Recursion

Overview

Logica supports recursion but recursion in Logica is restricted to Concrete Predicates. For example, given the predicate Parent, we can define ancestors using the following rules:

Ancestor(x, y) distinct :- Parent(x, y);
Ancestor(x, z) distinct :- Parent(x, y), Ancestor(y, z);

CAUTION

For recursive queries, it is advisable to always include the distinct.
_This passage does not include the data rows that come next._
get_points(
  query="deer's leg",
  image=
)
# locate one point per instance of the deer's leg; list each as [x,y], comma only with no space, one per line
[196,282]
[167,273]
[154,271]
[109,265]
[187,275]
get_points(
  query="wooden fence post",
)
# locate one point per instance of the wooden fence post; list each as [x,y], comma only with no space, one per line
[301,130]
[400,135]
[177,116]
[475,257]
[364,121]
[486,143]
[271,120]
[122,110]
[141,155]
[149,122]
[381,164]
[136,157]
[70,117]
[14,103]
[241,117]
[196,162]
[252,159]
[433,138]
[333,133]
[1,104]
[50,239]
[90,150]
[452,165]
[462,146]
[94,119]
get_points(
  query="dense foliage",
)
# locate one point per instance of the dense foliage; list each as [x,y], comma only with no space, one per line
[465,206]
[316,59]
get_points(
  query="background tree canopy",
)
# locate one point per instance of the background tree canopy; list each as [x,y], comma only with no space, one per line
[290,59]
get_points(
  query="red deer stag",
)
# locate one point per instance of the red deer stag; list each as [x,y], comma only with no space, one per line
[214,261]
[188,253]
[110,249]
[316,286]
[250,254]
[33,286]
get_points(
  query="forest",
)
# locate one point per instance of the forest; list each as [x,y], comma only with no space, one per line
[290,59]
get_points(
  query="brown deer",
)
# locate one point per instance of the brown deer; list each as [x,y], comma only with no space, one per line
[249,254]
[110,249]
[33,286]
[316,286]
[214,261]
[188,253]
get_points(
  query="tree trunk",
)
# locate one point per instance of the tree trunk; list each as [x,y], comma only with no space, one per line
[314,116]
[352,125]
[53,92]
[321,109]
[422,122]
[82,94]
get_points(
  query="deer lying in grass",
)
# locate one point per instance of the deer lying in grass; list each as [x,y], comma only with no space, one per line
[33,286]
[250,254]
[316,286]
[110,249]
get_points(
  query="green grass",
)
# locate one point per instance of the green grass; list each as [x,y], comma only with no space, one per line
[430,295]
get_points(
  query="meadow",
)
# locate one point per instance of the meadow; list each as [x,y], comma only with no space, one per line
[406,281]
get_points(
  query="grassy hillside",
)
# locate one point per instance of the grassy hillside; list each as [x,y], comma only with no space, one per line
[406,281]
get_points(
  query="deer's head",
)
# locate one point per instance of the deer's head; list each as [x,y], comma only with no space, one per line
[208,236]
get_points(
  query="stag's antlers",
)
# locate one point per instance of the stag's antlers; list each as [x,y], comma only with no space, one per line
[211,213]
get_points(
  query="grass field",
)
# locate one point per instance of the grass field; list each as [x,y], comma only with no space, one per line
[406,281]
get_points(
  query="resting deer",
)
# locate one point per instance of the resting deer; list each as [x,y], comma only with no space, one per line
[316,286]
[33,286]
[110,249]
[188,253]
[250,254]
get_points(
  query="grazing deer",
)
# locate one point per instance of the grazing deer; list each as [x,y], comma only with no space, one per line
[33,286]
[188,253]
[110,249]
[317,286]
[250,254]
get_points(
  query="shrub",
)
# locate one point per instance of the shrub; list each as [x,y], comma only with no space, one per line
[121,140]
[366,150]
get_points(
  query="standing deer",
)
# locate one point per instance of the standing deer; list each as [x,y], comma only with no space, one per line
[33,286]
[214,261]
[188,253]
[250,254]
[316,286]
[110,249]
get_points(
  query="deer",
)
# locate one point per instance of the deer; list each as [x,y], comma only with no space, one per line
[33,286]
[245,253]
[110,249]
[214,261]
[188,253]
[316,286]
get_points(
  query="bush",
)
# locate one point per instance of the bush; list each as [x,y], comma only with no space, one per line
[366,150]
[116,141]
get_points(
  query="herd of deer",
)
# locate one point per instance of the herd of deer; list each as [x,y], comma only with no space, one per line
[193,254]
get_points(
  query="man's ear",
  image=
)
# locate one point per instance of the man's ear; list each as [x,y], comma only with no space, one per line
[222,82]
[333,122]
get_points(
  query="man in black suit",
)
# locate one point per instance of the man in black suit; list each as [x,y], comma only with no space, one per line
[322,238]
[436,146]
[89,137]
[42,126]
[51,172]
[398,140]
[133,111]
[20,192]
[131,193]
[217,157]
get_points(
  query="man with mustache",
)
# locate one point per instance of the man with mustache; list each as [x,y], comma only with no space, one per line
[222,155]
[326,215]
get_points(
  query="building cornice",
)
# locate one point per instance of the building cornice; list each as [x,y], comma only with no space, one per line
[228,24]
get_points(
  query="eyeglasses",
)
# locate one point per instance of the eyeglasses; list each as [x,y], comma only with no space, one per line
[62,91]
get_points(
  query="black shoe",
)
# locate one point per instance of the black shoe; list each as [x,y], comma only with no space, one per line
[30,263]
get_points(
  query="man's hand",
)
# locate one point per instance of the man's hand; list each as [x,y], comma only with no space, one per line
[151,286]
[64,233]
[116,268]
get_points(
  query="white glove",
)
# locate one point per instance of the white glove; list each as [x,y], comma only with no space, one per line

Recursive predicates are computed iteratively, starting from an empty predicate and applying the rules for a fixed number of steps, which defaults to 8 in Logica. For instance, the predicate N defined as:

N(0);
N(n + 1) :- N(n);

evaluates to:

+------+
| col0 |
+------+
|    8 |
|    7 |
|    6 |
|    5 |
|    4 |
|    3 |
|    2 |
|    1 |
|    0 |
+------+

TIP

For recursion to work, the predicate in Disjunctive Normal Form (DNF) must have at least one non-recursive disjunct. This means the predicate should either be defined using multiple rules, with at least one being non-recursive, or include a disjunction where at least one disjunct is non-recursive. For example, Ancestor can also be defined as:

Ancestor(x, z) distinct :- Parent(x, z) | Parent(x, y), Ancestor(y, z);

Recursive Settings

You can adjust the number of recursion iterations using the @Recursive imperative. For example, to make N include all numbers up to 20, you would define it as:

@Recursive(N, 20);
N(0);
N(n + 1) :- N(n);

Aggregation in Recursion

Aggregation is allowed in recursive predicates, provided the predicate is well-defined, meaning all rules must share the same signature. For instance, if E(a, b) represents an edge from a to b in a directed graph, the shortest path length D(x, y) between x and y (also known as the distance) can be computed as follows:

D(x, y) Min= 1 :- E(x, y);
D(x, z) Min= D(x, y) + D(y, z);

The first rule specifies that if there is an edge from x to y, the distance is 1. The second rule enforces the triangle inequality by stating that the distance is the minimum sum of distances through intermediate nodes.

Using functional values for aggregation, as shown above, often improves readability. However, you are free to use positional argument aggregation as well.

To extend this example, we can also compute the shortest path and store it in the named argument path. It is convenient to store the path excluding the final destination, as this allows paths before and after a midpoint to concatenate into the full path from source to target. Writing a post-processing predicate to include the final destination is left as an exercise for the reader.

D(x, y, path? ArgMin= [x] -> 1) Min= 1 :- E(x, y);
D(x, z, path? ArgMin= ArrayConcat(path1, path2) -> d) Min= d :-
  d = D(x, y, path: path1) + D(y, z, path: path2);

The first rule states that if there is an edge from x to y, the path consists of just x before reaching the destination. The second rule specifies that if there is a path from x to y and another from y to z, the path from x to z is the concatenation of the two paths.